You’ve kept up your gym regime and downloaded the fitness apps. You’re doing burpees every day and can now do at least ten press-ups without collapsing in a heap.
Don’t let all that good work go to waste by neglecting your diet. UAE-based health and wellness expert Victoria Tipper believes there’s a particular way to match your diet to your workout programmes.
“Activities that involve more endurance will need you to fuel up on more carbs,” she says. “They help replenish glycogen stores, which endurance sports put a huge dent in, causing you to tire.
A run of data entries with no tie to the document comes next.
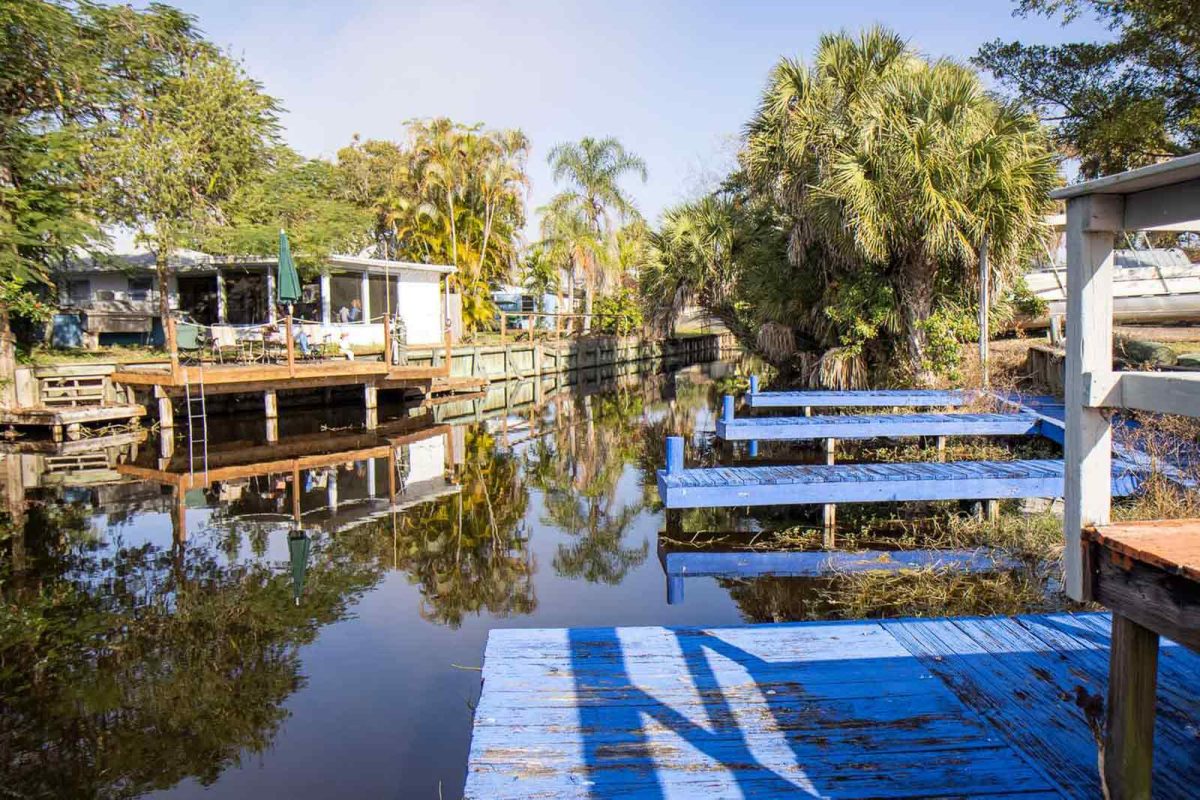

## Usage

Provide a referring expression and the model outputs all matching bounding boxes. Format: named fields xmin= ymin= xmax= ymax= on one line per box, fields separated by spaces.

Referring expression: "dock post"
xmin=154 ymin=386 xmax=175 ymax=459
xmin=667 ymin=575 xmax=683 ymax=606
xmin=263 ymin=389 xmax=280 ymax=443
xmin=1103 ymin=613 xmax=1158 ymax=800
xmin=666 ymin=437 xmax=683 ymax=475
xmin=362 ymin=384 xmax=379 ymax=431
xmin=821 ymin=439 xmax=838 ymax=548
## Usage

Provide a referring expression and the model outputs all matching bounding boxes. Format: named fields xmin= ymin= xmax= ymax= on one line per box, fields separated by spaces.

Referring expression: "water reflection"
xmin=0 ymin=357 xmax=1070 ymax=798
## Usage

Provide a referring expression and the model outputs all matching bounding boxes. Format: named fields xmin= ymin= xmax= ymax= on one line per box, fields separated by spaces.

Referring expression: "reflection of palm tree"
xmin=0 ymin=506 xmax=380 ymax=798
xmin=526 ymin=391 xmax=649 ymax=584
xmin=350 ymin=429 xmax=538 ymax=627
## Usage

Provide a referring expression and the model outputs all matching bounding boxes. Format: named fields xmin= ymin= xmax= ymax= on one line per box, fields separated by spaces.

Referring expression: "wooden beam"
xmin=1063 ymin=197 xmax=1121 ymax=601
xmin=1123 ymin=179 xmax=1200 ymax=230
xmin=1084 ymin=372 xmax=1200 ymax=416
xmin=1104 ymin=614 xmax=1158 ymax=800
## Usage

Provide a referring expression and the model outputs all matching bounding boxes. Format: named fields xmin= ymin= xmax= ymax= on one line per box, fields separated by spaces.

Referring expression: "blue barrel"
xmin=50 ymin=314 xmax=83 ymax=348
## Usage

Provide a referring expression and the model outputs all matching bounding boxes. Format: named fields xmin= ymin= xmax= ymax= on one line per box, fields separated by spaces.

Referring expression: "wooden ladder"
xmin=184 ymin=365 xmax=209 ymax=481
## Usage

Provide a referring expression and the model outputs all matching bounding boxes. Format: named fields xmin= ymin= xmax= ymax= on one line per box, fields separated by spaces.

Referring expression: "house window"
xmin=130 ymin=278 xmax=151 ymax=301
xmin=329 ymin=272 xmax=365 ymax=323
xmin=67 ymin=279 xmax=91 ymax=306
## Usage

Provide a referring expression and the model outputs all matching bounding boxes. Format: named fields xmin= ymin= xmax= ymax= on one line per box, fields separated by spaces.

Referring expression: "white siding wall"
xmin=398 ymin=270 xmax=442 ymax=344
xmin=396 ymin=435 xmax=446 ymax=485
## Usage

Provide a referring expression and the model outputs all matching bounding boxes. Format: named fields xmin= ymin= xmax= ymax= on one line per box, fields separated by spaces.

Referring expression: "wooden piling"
xmin=362 ymin=384 xmax=379 ymax=431
xmin=1104 ymin=613 xmax=1158 ymax=800
xmin=263 ymin=389 xmax=280 ymax=443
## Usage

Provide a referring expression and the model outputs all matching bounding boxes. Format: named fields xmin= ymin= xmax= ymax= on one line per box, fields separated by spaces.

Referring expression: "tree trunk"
xmin=583 ymin=278 xmax=594 ymax=333
xmin=154 ymin=251 xmax=170 ymax=337
xmin=896 ymin=263 xmax=935 ymax=386
xmin=0 ymin=303 xmax=17 ymax=410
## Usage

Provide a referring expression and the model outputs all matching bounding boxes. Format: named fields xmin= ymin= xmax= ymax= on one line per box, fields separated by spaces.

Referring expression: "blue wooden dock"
xmin=659 ymin=539 xmax=1020 ymax=606
xmin=464 ymin=614 xmax=1200 ymax=800
xmin=745 ymin=379 xmax=976 ymax=408
xmin=658 ymin=448 xmax=1140 ymax=509
xmin=716 ymin=410 xmax=1043 ymax=441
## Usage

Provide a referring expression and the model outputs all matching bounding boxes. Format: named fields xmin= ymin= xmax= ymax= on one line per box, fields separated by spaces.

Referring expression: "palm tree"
xmin=547 ymin=137 xmax=647 ymax=331
xmin=539 ymin=194 xmax=605 ymax=331
xmin=743 ymin=28 xmax=1056 ymax=384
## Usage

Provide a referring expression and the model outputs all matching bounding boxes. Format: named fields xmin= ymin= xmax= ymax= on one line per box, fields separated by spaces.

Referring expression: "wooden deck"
xmin=658 ymin=459 xmax=1139 ymax=509
xmin=464 ymin=614 xmax=1200 ymax=800
xmin=659 ymin=546 xmax=1020 ymax=606
xmin=746 ymin=389 xmax=976 ymax=408
xmin=716 ymin=413 xmax=1042 ymax=441
xmin=113 ymin=359 xmax=453 ymax=395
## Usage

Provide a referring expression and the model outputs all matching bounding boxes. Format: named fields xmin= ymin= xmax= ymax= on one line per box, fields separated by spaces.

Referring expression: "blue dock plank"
xmin=660 ymin=548 xmax=1019 ymax=578
xmin=464 ymin=614 xmax=1200 ymax=800
xmin=658 ymin=459 xmax=1139 ymax=509
xmin=745 ymin=389 xmax=976 ymax=408
xmin=716 ymin=414 xmax=1042 ymax=441
xmin=659 ymin=541 xmax=1020 ymax=606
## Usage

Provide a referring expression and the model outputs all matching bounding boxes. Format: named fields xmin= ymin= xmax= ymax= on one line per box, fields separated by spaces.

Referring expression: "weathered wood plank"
xmin=716 ymin=414 xmax=1040 ymax=441
xmin=746 ymin=389 xmax=976 ymax=408
xmin=658 ymin=459 xmax=1139 ymax=509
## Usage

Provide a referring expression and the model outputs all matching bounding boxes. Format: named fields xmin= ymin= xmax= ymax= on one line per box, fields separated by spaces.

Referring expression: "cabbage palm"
xmin=547 ymin=137 xmax=647 ymax=330
xmin=743 ymin=28 xmax=1056 ymax=383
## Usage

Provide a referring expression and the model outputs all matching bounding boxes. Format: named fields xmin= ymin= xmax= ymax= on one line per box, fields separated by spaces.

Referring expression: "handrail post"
xmin=383 ymin=314 xmax=392 ymax=372
xmin=283 ymin=314 xmax=296 ymax=378
xmin=163 ymin=315 xmax=179 ymax=384
xmin=667 ymin=437 xmax=683 ymax=475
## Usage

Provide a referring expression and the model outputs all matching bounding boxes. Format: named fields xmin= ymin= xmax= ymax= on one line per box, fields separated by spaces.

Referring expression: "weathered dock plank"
xmin=745 ymin=389 xmax=976 ymax=408
xmin=658 ymin=459 xmax=1140 ymax=509
xmin=716 ymin=413 xmax=1042 ymax=441
xmin=464 ymin=615 xmax=1200 ymax=800
xmin=659 ymin=540 xmax=1019 ymax=604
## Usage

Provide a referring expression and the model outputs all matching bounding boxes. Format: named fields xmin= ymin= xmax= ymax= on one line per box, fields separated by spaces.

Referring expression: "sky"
xmin=168 ymin=0 xmax=1106 ymax=235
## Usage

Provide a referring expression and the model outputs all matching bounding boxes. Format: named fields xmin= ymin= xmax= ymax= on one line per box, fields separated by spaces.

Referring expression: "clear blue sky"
xmin=168 ymin=0 xmax=1106 ymax=230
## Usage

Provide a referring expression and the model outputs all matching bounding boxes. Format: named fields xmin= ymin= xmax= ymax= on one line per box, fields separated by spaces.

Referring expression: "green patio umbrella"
xmin=288 ymin=530 xmax=312 ymax=606
xmin=275 ymin=230 xmax=300 ymax=314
Strength-based exercise will require more protein to enable muscle growth and post-exercise recovery. Exercises that combine the two, such as CrossFit or boxing, need both carbs and protein.”
But it’s not just about what you eat – timing your is meal an important factor, too. Tipper recommends you should leave around two hours between your meal and workout. If you want to train before work, this isn’t feasible, but there is an alternative. “Many find that working out in a fasted state works for them,” says Tipper.
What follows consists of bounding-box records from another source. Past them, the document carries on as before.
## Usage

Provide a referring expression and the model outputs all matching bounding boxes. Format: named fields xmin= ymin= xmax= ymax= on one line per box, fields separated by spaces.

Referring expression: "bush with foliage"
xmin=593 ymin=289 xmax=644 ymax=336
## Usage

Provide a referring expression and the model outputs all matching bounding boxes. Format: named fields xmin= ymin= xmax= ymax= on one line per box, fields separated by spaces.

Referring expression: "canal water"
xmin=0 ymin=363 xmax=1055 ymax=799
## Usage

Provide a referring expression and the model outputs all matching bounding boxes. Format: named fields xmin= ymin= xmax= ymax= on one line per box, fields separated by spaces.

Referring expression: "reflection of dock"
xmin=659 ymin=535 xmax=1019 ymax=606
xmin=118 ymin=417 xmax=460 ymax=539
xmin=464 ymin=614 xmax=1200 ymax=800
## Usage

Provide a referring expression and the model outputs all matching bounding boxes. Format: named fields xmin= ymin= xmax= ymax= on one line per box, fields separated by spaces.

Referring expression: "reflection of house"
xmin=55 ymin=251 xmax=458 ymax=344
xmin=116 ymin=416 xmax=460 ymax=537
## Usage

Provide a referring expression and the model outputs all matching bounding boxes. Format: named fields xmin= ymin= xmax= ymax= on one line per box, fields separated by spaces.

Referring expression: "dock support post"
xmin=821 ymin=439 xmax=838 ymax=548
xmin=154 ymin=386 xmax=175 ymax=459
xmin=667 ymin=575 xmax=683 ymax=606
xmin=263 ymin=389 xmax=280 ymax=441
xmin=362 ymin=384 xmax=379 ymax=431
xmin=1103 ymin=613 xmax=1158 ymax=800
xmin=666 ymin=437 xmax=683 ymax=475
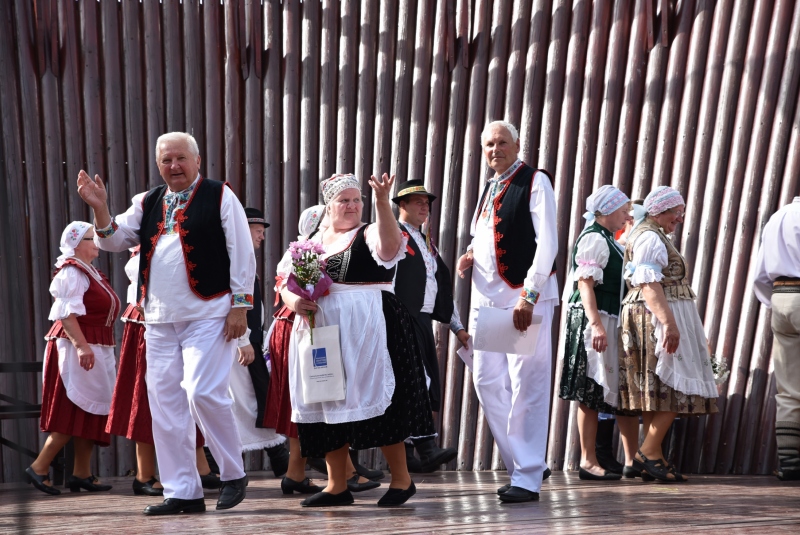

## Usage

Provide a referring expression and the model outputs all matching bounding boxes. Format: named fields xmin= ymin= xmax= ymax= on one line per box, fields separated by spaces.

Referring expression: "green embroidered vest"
xmin=569 ymin=222 xmax=626 ymax=316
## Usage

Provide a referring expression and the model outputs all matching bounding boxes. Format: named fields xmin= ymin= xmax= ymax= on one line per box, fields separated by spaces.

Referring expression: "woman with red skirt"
xmin=25 ymin=221 xmax=120 ymax=495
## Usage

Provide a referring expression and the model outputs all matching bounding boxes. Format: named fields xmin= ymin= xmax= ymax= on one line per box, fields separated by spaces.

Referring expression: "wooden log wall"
xmin=0 ymin=0 xmax=800 ymax=481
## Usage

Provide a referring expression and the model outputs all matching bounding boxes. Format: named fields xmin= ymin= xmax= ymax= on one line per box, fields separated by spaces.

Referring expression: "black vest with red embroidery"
xmin=136 ymin=177 xmax=231 ymax=304
xmin=478 ymin=163 xmax=556 ymax=288
xmin=394 ymin=225 xmax=453 ymax=323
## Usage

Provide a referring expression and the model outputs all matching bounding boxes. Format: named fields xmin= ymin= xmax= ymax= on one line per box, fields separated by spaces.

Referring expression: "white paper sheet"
xmin=456 ymin=336 xmax=473 ymax=371
xmin=474 ymin=307 xmax=542 ymax=355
“A cup of coffee with some coconut oil in it can help to boost cortisol levels and the medium-chain fats in the coconut oil offer a great energy source.”
Later in the day, your pre-workout meal should contain carbs and proteins but be low in fat as it takes longer to digest, Tipper says. And within half an hour of your session you should consume at least 25g of protein to help rebuild damaged muscles.
So what meals does Tipper suggest? “Tuna and beans, yoghurt with half a cup of berries, omelette with black beans, sweet potato with chicken or brown rice and turkey slices are good choices.”